I climb the stairs feebly, my limbs feel like burned out rubber. I don’t even feel as though I am maneuvering my own body anymore. I feel detached from everything apart from the incessant thought: shower. I throw my bags onto my floor carelessly, thinking, Can’t, put away now. Too. Weak.

And my demanour elevates slightly as I finally reach my bathroom, mustering up the sufficient amount of energy required to reach out and turn the faucet on. I strip sluggishly, the conscious connection between my brain and my limbs numb and disjoined, before stepping in, the water not too warm and not too lukewarm. The Glorious Inbetween of Shower Temperature.

I am completely elevated now, because I feel far less groggy. I feel clean, fresh, comfortable. The conscious correspondence of vigour within my actions are restored, and I finally remember something I have been trying to remember to ask Evie for the past six days. Putting my wet hair up into a towel, I dial her number.

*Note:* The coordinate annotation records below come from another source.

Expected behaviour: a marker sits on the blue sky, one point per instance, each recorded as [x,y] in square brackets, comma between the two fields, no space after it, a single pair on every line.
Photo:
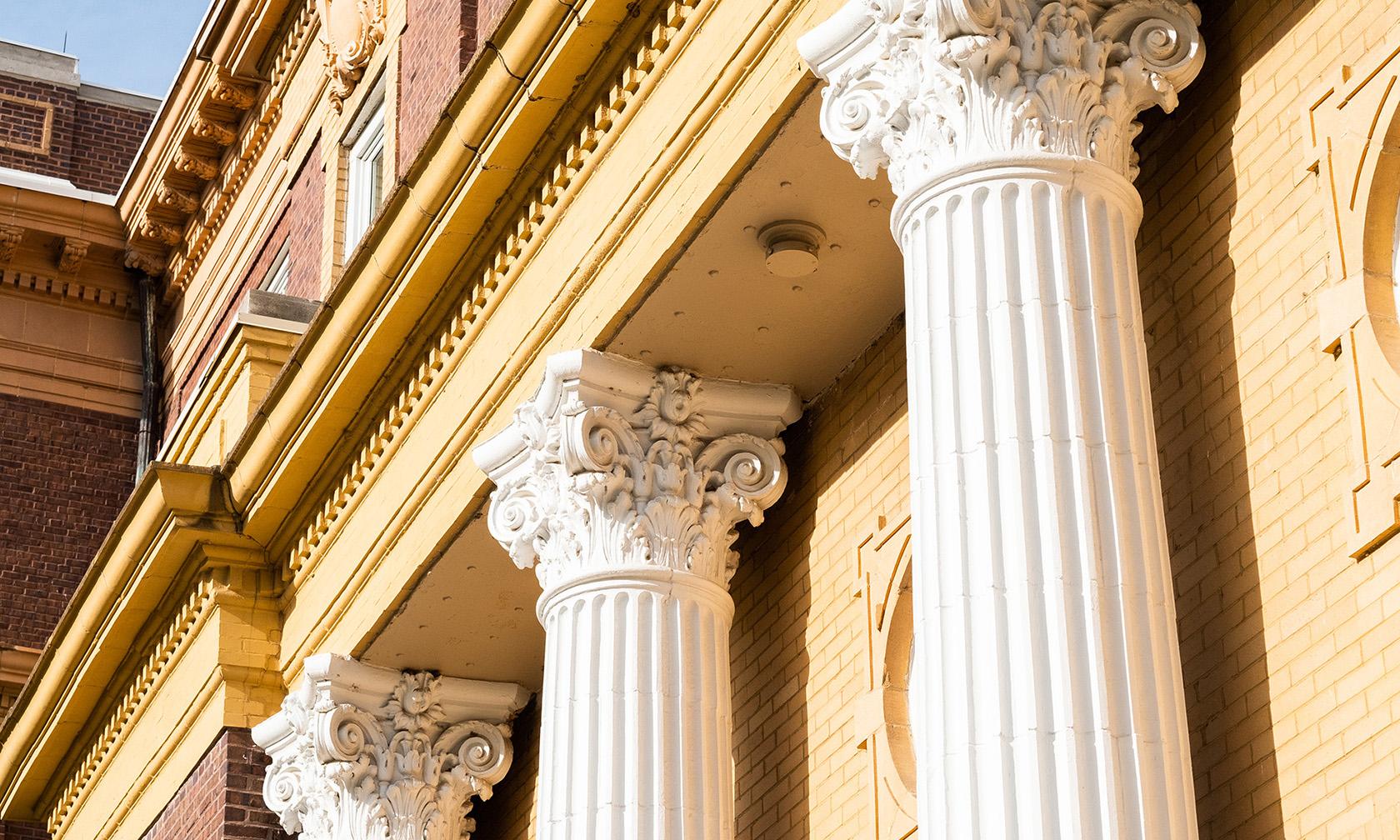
[136,45]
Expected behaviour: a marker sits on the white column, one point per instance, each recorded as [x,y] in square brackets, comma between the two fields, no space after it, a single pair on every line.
[362,752]
[1052,702]
[622,485]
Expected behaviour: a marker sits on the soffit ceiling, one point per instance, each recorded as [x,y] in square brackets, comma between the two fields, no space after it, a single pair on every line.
[718,311]
[722,312]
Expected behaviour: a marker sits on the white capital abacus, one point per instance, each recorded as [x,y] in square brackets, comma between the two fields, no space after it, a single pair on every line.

“I remember!” I exclaim, and she sarcastically praises me and I hit a witty line back at her before continuing, before I forget again. “When Hannah was speaking to you after school last Wednesday. What was it that she wanted you to tell me?”

“Oh,” her tone changes slightly. “It was about how Wanda and Serena got to be…well, whatever the hell they are. I don’t want to class them as friends.”

“Right,” I say. I don’t either, it’s all too fucked up. “So how did it happen?”

Evie clears her throat. “Well, after that incident at lunch when I realised she’d told everyone about me and Kit, Hannah said she saw Serena walk over towards Wanda to see if she was okay or whatever, and they sat down and started taking. Like forever.” She pauses. “Apparently Serena wanted to turn Wanda against us or something, to form some sort of alliance. Like there’s some fucking rivalry. Tell me, since when was this a goddamn war?” She sighs. “I don’t know.”

“Oh.” Is all I can say. And shake my head even though Evie cannot see me.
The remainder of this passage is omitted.